55 GB of Cosmic Data
The spectacular mosaic was assembled from 96 separate sky sectors observed between April 2018 and September 2025. Using four wide-field cameras, TESS scans enormous portions of the sky for weeks at a time, carefully monitoring the brightness of hundreds of thousands of stars. Tiny dips in a star’s light can reveal the presence of an orbiting planet passing in front of it — a method known as the transit technique.
“The computational time required to assemble the mosaic is nontrivial. A standard laptop needs about an hour to process the full image due to the large amount of data. As an example, the full mosaic is based on about 1,500 individual images that altogether take about 55 GB of disk space,” Veselin Kostov, one of the TESS scientists based at NASA’s Goddard Space Flight Center, who was involved in developing the mosaics, told Universelost.com.
Mapping Nearby Worlds Amid Dense Galactic Fields
Scattered across the image are thousands of colored markers representing distant worlds. Blue dots indicate 679 confirmed exoplanets, while orange dots mark more than 5,100 candidate planets still awaiting verification. According to NASA scientists, these worlds range from scorched volcanic planets to bizarre systems orbiting two suns simultaneously. Some may even lie within the habitable zones of their stars, where temperatures could allow liquid water to exist.
The bright glowing arc stretching across the center of the mosaic marks the plane of the Milky Way — the dense, disk-shaped region where most of our galaxy’s stars, gas, and dust are concentrated. The region is so densely packed with stars that it creates one of the most visually dramatic features in the entire mosaic, emphasizing both the enormous scale of our galaxy and the staggering number of worlds that could exist within it.
“Thanks to significant advances in both tools/methods/algorithms and computational power over the last two decades, finding transit-like signals in photometric time-series like TESS data is not extremely challenging. In general, confirming these signals as genuine planet transits — whether from TESS or another telescope — is more difficult for stars in crowded fields compared to stars in isolation,” Kostov said.
Beyond the Local Neighborhood
Also visible in the mosaic are the Large and Small Magellanic Clouds — two dwarf galaxies orbiting the Milky Way that appear as glowing patches near the lower portion of the image. Located roughly 160,000 and 200,000 light-years from Earth, these neighboring galaxies contain billions of stars and active regions of star formation. Because they are relatively close to the Milky Way, astronomers often use them as natural laboratories to study stellar evolution, supernovae, and the formation of planetary systems under different galactic conditions. However, we may not find out very soon if there are alien worlds in these two galaxies.

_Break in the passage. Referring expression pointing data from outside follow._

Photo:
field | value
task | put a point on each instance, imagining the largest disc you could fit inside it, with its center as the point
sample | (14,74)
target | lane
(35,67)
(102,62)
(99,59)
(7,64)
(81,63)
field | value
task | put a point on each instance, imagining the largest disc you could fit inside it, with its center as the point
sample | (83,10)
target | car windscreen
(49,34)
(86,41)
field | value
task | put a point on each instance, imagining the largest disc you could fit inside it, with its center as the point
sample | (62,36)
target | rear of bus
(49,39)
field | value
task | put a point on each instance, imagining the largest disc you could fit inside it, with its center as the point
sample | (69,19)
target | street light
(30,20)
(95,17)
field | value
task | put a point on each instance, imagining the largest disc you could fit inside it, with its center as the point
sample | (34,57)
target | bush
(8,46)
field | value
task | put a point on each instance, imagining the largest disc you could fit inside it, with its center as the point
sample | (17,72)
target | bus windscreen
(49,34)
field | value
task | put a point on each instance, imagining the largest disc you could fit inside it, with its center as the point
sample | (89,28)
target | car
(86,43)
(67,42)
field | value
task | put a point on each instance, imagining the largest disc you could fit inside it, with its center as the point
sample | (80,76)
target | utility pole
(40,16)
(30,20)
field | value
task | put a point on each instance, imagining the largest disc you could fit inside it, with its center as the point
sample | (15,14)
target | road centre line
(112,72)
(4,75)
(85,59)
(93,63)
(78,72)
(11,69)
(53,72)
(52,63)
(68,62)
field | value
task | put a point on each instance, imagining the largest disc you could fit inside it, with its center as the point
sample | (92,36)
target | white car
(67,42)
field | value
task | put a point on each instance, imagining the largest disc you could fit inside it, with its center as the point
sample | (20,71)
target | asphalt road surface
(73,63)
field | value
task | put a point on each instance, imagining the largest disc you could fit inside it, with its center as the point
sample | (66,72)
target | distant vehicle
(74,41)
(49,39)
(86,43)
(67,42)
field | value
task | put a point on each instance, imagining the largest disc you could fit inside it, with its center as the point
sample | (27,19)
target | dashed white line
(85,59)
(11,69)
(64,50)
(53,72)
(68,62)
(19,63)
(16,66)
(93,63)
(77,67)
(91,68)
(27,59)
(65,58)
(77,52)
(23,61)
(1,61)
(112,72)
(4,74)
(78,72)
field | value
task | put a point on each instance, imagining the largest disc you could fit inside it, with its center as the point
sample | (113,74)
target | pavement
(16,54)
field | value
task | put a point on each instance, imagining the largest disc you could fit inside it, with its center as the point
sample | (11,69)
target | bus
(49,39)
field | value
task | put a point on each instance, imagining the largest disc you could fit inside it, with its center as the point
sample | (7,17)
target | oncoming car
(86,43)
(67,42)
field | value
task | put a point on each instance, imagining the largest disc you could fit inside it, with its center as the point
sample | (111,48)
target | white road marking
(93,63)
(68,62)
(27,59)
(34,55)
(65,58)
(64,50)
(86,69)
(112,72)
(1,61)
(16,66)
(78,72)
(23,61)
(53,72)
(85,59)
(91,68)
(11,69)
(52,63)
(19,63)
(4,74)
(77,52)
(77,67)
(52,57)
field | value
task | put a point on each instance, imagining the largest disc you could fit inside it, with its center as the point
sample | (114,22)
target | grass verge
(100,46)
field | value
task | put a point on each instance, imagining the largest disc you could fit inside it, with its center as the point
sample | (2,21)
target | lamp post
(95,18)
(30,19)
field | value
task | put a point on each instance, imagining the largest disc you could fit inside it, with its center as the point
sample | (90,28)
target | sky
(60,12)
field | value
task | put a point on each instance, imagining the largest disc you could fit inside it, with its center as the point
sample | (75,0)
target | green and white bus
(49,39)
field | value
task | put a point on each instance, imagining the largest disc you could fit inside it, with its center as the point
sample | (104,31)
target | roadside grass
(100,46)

“Finding planets in the Small and Large Magellanic Cloud is extremely challenging. As far as I know, there are no confirmed planets from TESS in either galaxy. TESS is designed to search for transiting planets in the ‘local neighborhood’ of the sun, that is on the order of tens to hundreds of lightyears away — not hundreds of thousands,” Kostov said.

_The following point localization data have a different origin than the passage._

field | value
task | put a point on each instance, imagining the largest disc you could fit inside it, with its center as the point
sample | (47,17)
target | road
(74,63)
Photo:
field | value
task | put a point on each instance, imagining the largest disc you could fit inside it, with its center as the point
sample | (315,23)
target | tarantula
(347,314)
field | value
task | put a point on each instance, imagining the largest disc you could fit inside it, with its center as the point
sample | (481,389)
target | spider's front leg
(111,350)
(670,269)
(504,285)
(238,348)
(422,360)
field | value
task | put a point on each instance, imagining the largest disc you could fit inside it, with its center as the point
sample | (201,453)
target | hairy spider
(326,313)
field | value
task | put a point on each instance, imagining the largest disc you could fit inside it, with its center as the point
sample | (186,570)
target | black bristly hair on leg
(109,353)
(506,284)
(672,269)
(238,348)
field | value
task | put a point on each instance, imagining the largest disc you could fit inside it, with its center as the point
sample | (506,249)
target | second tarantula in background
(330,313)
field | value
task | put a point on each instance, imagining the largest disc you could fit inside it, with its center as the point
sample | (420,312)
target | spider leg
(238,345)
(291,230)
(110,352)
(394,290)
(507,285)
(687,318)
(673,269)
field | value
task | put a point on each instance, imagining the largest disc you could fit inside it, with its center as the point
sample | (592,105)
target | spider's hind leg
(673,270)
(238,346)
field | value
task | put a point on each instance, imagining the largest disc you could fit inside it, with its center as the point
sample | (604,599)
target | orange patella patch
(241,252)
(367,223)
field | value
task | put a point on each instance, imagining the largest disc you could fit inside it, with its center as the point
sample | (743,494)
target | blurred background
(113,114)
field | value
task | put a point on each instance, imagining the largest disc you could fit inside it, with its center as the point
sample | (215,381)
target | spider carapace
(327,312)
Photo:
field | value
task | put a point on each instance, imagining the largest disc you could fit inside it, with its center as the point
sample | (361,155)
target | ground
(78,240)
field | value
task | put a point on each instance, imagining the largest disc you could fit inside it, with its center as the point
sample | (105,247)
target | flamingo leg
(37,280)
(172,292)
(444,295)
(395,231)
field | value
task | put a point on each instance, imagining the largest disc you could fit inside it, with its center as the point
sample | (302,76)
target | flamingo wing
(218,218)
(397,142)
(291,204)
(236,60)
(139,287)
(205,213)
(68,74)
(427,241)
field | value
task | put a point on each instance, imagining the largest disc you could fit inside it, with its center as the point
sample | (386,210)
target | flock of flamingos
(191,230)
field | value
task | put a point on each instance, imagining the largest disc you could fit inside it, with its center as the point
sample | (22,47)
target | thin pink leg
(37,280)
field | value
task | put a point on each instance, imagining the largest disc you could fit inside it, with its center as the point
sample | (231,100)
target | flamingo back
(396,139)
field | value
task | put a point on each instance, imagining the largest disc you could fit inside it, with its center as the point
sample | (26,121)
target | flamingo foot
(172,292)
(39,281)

Although TESS was primarily designed to search for planets orbiting nearby stars, the spacecraft has evolved into a versatile observatory for a wide range of cosmic phenomena. In addition to exoplanets, TESS has monitored supernovae, pulsating stars, asteroids, stellar streams, and even interstellar comets moving through the Solar System.
The scale of the project is enormous. TESS continuously surveys the sky in month-long observing campaigns, generating vast quantities of astronomical data. To date, TESS has identified nearly 7,900 potential extrasolar worlds and 893 of those discoveries have been officially confirmed.